I think it shoud be modified here.
https://github.com/apache/pulsar-client-go/blob/0f7041ffa9085197aa888ac33d3288a3ed81c57b/pulsar/consumer_partition.go#L553
Some Details
Batching
Currently pulsar go client depends on BatchBuilder to send all messages even batching is closed (each message will cause a flush of the batch in this case).
https://github.com/apache/pulsar-client-go/blob/0f7041ffa9085197aa888ac33d3288a3ed81c57b/pulsar/producer_partition.go#L472-L474
In the Java Client, batch message logic will skip the processing of chunk messages. So we need a single message sending implement independent of BatchBuilder.
Considering the problem of consumer available-permits calculation in shared subscription (issue #10417), batching and chunking cannot be enabled at the same time.
Chunked Message ID
This is related to PIP 107. It's good to take the solution in the new Java Client, which is to implement an ChunkMessageIdImpl that can invoke getFirstChunkMessageId. It will modify the Seek implement which seek the first chunk message id.
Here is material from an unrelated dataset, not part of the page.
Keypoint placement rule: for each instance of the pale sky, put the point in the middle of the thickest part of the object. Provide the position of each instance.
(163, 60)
https://github.com/apache/pulsar-client-go/blob/0f7041ffa9085197aa888ac33d3288a3ed81c57b/pulsar/consumer_partition.go#L428-L431
https://github.com/apache/pulsar-client-go/blob/0f7041ffa9085197aa888ac33d3288a3ed81c57b/pulsar/consumer_partition.go#L447-L459
Size Calculation
This is related to issue #16196. Message metadate should be updated before computing the chunk size. An the total size should include all bytes other than the metadata and payload, e.g. the 4 bytes checksum field.
Shared Subscription
There are some problems of chunking with shared subscription. issue #16202 supported chunking with Shared subscription. And go client may not need to limit chunking with Shared subscription in ConsumerImpl.
unAckedChunkedMessageIdSequenceMap
Go client doen't support ackTimeout now. So there is no unAckedMessageTracker, it seems not a problem for this feature.